Originally published August 5, 2015
AS I APPROACH the onset of my 40s, I find that I have very mixed feelings about warfare-based video games.
It wasn’t always this way. When I was younger, I stormed the beaches of Normandy time and time again in Medal of Honor. I fought Nazis in Return to Castle Wolfenstein. I played a number of Command and Conquer games (my favourite was always Red Alert). And, prior to the 9/11 attack, I was a devoted Counterstrike player.
Today, however, as I look back on it all, I can’t help but think that the best war game I’ve ever seen is Valiant Hearts — a World War I-based puzzle game in which there isn’t a single player character who so much as picks up a rifle.
I think one of the reasons comes from having gone through a Master of Arts degree at the Royal Military College of Canada. My degree was in War Studies, with a thesis on World War I British Cavalry. And, throughout the course of my classes and the conferences I attended, I met my share of veterans, from World War II to Afghanistan. It’s a bit harder to be comfortable with playing or watching a game about a real world battlefield when you’ve known people who were there.
But, it’s so much more complicated than that.
For example, where does one draw the line between honouring, commemorating, and exploiting? World War II is the backdrop of a number of war games — as I mentioned above, storming Omaha Beach in Medal of Honor was an intense, adrenaline-fuelled, and fun experience. But, it wasn’t fun for the people who were there in 1944, watching their friends get blown to pieces. At the same time, that war was over 70 years ago, the conflict behind it long-settled. If it’s all right to make popcorn movies about it, then surely there’s nothing wrong with video games doing the same thing. But can we really say that about Afghanistan and Iraq, where the battlefield still exists and soldiers are dying there?
To make it even more complex, while a lot of gamers see first person battlefield shooters as a fun pastime, for some people the games are a key part of rebuilding their lives. Soldiers returning from Afghanistan and Iraq sometimes use games like Call of Duty to help treat Post-Traumatic Stress Disorder (or PTSD). Is it truly exploitation when the games capitalizing on current, real-world conflicts may be the key to helping veterans recover from those same conflicts?
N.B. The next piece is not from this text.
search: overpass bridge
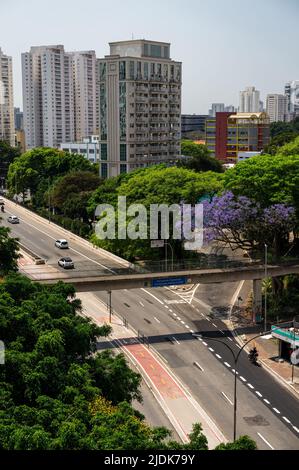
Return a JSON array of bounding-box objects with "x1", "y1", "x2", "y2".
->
[{"x1": 38, "y1": 262, "x2": 299, "y2": 313}]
But this only scratches the surface. Having spoken to a number of veterans, the experience of war that they described was complicated, to say the least. I remember one Afghanistan veteran, a lovely lady who is an officer in the Canadian artillery, who had one of her happiest moments at the start of a major engagement. Having heard about and trained to carry out the mass barrages of World War I, II, and Korea, she was disappointed to discover that her tour of duty involved waiting for hours and occasionally lobbing one or two shells to some specified coordinates. But then, an actual battle started, and she got to fire a proper barrage! Her eyes lit up with excitement as she told me this.
And then there’s a friend of mine, who has asked to go nameless for reasons that will become clear in a moment. He served in communications, and spent most of his time in Afghanistan on a hill. He phoned me more often from that hill than he ever had before his deployment, and became a dedicated camel watcher (our standard joke was, “No, you can’t take a camel home with you,” followed by, “Awww…”). He also returned home with severe PTSD, and to this day he cannot play military shooters without being triggered.
There’s also the story about a group of soldiers in a paratrooper bar who, having been comparing the stories of their dozens of drops, noticed an old fellow come in and take a seat. Thinking that perhaps he had wandered into the wrong place by accident, some of the young men asked him how many drops he had been through. “Just two,” he replied, “Normandy and Holland.” The old veteran did not have to buy a single drink that night.
There’s my great grandfather, Isaac Voskoboinik, who served in the Imperial Russian Cavalry in World War I. Because he was Jewish he was not permitted to hold rank, but because he did not look Jewish, he was trusted by his fellow soldiers. He was captured in Austria in 1915, declared dead by the Russian army, and spent most of the war in a POW camp. He was also one of the millions of prisoners on the Eastern Front forgotten about when the war ended, and led a band of men home to Russia, foraging across Eastern Europe to survive.
Finally, there’s my grandfather Albert Marks, who spent a lot of World War II in England training to fly Mosquitos (a type of wooden warplane). We don’t know much about what happened there — he never liked to talk about it. We do know that he had a roommate during training who was killed in action, leaving him so distraught that he could not bring himself to return to the barracks, and later had to have somebody collect and deliver his belongings to his new quarters. The war ended while my grandfather was still in training, and he managed the amazing feat of coming out of it without a single drop of blood on his hands. He also met somebody, fell in love, and got married there — to my grandmother, who was with him to the day he died four years ago at the age of 93.
I guess it is fitting that this seems to be a complicated issue without any real answers. After all, the experience of war is complicated. Perhaps that’s why Valiant Hearts works so well. In stripping away the combat gameplay, it allows us to concentrate instead on the stories of the characters — their laughter and sadness, their rejoicing and heartbreak, and the excitement and the horror. Instead of playing at war, we get to experience it.
It may also be the closest we can ever come to understanding it, without going there ourselves.